Tak hanya itu, upaya pendokumentasian itu pun akan menjadi alat bagi bangsa ini saat berbicara di mata dunia tentang Pencak Silat.

“Misalnya kita ke UNESCO, pasti harus ada bukti bahwa Pencak Silat berasal dari Indonesia. Jika tidak begitu, guru-guru tua sebentar lagi menghilang [karena wafat]. Mas O’ong saja yang sudah berkelana ke mana-mana baru menuliskan sebagian kecil dari teknik pencak silat dalam sebuah buku sebelum ia meninggal. Tak ada lagi yang punya wawasan seperti dia,” kata Lia.
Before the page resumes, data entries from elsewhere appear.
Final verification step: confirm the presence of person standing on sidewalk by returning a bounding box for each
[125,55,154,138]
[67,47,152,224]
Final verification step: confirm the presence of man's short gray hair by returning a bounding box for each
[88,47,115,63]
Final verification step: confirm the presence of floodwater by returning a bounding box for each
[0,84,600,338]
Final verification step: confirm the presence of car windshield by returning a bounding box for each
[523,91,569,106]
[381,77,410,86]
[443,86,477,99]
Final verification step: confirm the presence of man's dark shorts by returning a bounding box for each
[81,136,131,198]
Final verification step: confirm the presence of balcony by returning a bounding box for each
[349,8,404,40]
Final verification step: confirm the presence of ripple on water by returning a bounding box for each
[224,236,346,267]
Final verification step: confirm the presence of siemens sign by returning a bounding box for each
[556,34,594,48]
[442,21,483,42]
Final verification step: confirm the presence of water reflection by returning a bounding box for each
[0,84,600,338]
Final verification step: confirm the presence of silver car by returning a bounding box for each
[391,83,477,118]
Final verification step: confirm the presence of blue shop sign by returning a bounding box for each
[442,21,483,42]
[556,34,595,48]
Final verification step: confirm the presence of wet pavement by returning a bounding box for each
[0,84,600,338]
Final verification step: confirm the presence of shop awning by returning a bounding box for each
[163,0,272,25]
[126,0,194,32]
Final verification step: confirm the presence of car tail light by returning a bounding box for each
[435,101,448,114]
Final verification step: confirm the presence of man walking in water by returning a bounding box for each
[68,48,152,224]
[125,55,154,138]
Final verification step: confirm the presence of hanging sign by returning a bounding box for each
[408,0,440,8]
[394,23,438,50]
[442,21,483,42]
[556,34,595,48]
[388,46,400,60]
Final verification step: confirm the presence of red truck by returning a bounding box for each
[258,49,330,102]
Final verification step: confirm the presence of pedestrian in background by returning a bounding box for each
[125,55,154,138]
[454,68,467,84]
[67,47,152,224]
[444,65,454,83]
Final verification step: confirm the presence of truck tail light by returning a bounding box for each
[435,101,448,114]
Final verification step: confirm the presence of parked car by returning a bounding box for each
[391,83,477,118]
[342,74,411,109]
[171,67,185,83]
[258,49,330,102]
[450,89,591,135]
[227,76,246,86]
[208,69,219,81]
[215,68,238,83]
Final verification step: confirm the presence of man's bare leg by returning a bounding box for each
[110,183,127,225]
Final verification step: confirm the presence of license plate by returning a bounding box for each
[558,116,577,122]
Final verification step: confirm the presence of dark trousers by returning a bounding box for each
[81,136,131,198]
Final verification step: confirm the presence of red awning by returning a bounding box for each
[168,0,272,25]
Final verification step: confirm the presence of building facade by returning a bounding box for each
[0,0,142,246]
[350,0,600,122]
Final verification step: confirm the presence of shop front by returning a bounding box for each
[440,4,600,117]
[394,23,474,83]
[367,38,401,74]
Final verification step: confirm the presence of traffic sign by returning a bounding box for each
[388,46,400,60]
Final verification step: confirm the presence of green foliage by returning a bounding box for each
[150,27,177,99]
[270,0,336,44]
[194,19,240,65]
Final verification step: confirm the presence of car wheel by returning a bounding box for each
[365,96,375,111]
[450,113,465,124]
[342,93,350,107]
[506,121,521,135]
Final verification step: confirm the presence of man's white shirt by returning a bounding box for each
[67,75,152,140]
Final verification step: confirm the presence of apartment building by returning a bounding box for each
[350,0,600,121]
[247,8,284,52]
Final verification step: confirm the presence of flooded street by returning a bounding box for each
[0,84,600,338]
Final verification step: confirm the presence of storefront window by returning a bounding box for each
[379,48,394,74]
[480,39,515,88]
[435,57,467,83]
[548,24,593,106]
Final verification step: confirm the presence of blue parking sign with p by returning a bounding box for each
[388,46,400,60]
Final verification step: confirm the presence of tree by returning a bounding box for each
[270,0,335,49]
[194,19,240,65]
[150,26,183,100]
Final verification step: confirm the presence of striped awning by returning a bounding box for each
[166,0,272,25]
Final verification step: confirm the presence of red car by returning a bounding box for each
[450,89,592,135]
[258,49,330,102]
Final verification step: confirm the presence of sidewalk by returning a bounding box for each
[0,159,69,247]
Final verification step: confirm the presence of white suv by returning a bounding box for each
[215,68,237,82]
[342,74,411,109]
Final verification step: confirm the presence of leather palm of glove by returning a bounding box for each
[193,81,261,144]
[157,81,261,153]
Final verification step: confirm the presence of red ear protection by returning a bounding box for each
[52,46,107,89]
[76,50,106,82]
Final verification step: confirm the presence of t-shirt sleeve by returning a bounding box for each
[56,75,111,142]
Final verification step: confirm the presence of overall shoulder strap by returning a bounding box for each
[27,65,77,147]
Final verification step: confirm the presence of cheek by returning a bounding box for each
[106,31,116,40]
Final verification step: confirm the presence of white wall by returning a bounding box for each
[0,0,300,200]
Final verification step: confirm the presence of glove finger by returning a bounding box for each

Tentang perkembangan olahraga bela diri tersebut, KONI dan Ikatan Pencak Silat Indonesia (IPSI) berjanji akan mengupayakan segala cara agar seni bela diri tersebut diakui UNESCO sebagai budaya bangsa Indonesia.

Saat ini, Indonesia sendiri baru memiliki empat budaya yang resmi terdaftar di UNESCO yaitu wayang, keris, batik, dan angklung. Jika dibandingkan dengan Jepangd dan Jepang, Indonesia masih tertinggal dalam hal pengakuan budaya. Jepang yang telah mendaftarkan 22 budayanya di UNESCO atau Iran yang memiliki delapan.

Tapi, dokumentasi pun tak sekedar dokumentasi saja. Lia menegaskan pemangku kepentingan mesti paham strategi selanjutnya setelah dokumentasi itu rampung. Salah satunya yakni penyaluran dokumentasinya.

“Sebetulnya sebagian padepokan-padepokan punya perpustakaan, tapi coba lihat sekarang keadaan perpustakaannya,” tukas Lia.

“Tidak ada satu pusat budaya dengan perpustakaan yang lengkap tentang pencak silat dimana orang-orang dari seluruh dunia ini bisa datang dan dapat belajar.”

Sementara itu mantan ketua penelitian dan pengembangan PB IPSI, Edhy Prabowo menyatakan ada banyak hal yang perlu dibenahi terkait dokumentasi soal pencak silat di Indonesia. Oleh karena itu, lanjutnya, padepokan dan perguruan pun harus giat mempromosikan dan mengumulkan dokumentasi tentang silat.

“Jadi teman-teman dari luar negeri yang mau belajar biasanya sudah tahu. Namun memang harus ditambah dengan optimalisasi terhadap pemberitaan dan informasi. Ini yang kami perlukan,” kata Edhy.